It has been well established that nickel–titanium (NiTi) alloy files are able to maintain the original canal shape during the instrumentation procedure. However, they do come with one important disadvantage: a higher risk of file separation or breakage compared with stainless steel hand files. If a file breaks inside a canal, it is usually very difficult, if not impossible, to retrieve it, and it is not possible to further instrument and irrigate beyond it. The likelihood of a successful therapy can thereby be greatly diminished.
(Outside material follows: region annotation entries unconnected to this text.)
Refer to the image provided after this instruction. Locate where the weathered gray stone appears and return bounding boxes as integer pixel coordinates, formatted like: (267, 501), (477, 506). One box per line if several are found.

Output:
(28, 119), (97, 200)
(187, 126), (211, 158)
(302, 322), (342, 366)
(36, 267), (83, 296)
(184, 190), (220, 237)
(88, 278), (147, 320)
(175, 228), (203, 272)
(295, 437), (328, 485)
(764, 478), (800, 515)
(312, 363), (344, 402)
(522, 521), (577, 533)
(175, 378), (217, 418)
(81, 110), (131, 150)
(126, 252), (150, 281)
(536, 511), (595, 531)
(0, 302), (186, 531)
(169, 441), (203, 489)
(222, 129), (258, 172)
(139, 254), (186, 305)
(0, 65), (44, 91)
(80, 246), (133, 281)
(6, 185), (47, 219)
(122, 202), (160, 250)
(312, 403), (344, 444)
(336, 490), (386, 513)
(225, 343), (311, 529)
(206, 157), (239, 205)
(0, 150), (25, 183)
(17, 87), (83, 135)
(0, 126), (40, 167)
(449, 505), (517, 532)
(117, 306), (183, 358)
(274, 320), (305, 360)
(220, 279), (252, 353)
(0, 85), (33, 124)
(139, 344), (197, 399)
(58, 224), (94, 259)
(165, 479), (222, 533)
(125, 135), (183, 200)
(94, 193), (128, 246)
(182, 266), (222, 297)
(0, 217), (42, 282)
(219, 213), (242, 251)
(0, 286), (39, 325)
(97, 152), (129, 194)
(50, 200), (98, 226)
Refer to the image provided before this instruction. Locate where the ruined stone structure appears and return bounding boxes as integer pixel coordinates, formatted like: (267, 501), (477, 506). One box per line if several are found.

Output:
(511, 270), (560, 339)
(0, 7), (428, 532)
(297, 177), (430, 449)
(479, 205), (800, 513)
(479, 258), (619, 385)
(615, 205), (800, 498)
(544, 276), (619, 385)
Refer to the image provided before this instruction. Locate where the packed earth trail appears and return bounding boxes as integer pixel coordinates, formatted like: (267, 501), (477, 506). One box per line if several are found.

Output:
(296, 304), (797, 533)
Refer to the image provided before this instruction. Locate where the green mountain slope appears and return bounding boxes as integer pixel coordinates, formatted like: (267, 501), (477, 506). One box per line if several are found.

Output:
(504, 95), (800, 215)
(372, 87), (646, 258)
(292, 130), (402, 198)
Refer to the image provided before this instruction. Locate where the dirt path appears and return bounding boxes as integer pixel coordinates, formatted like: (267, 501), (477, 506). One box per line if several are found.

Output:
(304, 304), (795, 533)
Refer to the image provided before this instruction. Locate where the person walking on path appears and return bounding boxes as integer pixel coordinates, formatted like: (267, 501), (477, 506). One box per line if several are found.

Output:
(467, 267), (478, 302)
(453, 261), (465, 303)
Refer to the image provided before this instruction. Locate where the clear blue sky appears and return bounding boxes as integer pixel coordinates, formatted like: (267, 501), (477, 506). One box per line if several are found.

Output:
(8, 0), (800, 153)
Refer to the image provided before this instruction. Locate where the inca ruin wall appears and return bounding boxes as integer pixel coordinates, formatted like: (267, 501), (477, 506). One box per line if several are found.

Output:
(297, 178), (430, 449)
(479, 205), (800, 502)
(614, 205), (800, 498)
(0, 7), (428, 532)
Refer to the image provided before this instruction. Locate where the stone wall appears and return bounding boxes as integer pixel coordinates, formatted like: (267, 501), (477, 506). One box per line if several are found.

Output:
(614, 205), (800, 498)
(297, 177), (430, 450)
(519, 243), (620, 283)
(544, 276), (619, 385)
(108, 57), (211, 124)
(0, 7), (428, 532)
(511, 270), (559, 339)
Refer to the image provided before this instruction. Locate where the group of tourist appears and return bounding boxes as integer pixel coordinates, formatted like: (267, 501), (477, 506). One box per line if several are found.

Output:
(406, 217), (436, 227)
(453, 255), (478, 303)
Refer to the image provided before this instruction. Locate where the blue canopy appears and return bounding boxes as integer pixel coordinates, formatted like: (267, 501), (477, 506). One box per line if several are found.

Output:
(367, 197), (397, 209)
NiTi files principally break for 2 reasons:
- Cyclic fatigue occurs when the file has been bent too many times; repeated tension and compression stresses cause fatigue crack propagation, and the file simply breaks.
- Torsional failure occurs when the tip of the file engages inside the canal such that it does not rotate anymore, but the motor continues to rotate the rest of the file. If the torque control of the motor does not sense this, the file will break, leaving the tip firmly engaged inside the canal.
Many manufacturers of NiTi files have, with some success, actively developed new file designs and heat treatments of the NiTi alloy to improve cyclic fatigue and flexibility of the NiTi files, thereby reducing the risk of file breakage when they are used inside the canals. These improvements, however, have come at some cost to the torsional strength.
Figure 1. (A) Top, ProGlider; bottom, WaveOne Gold. (Image courtesy of Dr. Noah Chivian).
Over the years, research has discovered that one way to reduce the risk of torsional failure is to establish a “glide path” down to the apical area of the tooth prior to using the motor-driven shaping NiTi files. Creating a glide path of sufficient size
before introducing the initial rotary NiTi file into the canal has been shown to significantly reduce the risk of file breakage. It is not clear, however, whether the new and improved NiTi files, particularly those that reciprocate within the canals rather than rotate 360°, need a glide path prepared as do the older NiTi files.
Kwak et al from Pusan National University, South Korea, investigated the effect of glide paths on new reciprocating NiTi files by establishing glide paths in 15 resin endodontic training blocks using rotating files specifically designed to create such a path (ProGlider, Dentsply/Maillefer; Figure 1). An additional 15 blocks did not have glide paths.
To compare the newer file design and heat-treated alloy, the authors measured 2 types of WaveOne files (Dentsply/Maillefer): the older version WaveOne and the newer version, WaveOne Gold (Figure 1). The blocks were instrumented with the files while the authors carefully monitored the torque applied to each file. They found that WaveOne Gold had significantly reduced torque created if a glide path had been established; the older version generated a higher maximum torque than did WaveOne Gold regardless of the establishment of a glide path (Tables 1 and 2).
Based on this study, it is clear that, in order to reduce the risk of file breakage due to torsional failure, endodontists should create a sufficient glide path in the apical area of the canal prior to using these new, highly flexible NiTi files.
Kwak SW, Ha J-H, Cheung GS-P, et al. Effect of the glide path establishment on the torque generation to the files during instrumentation: an in vitro measurement. J Endod 2017;doi:10.1016/j.joen.2017.09.016.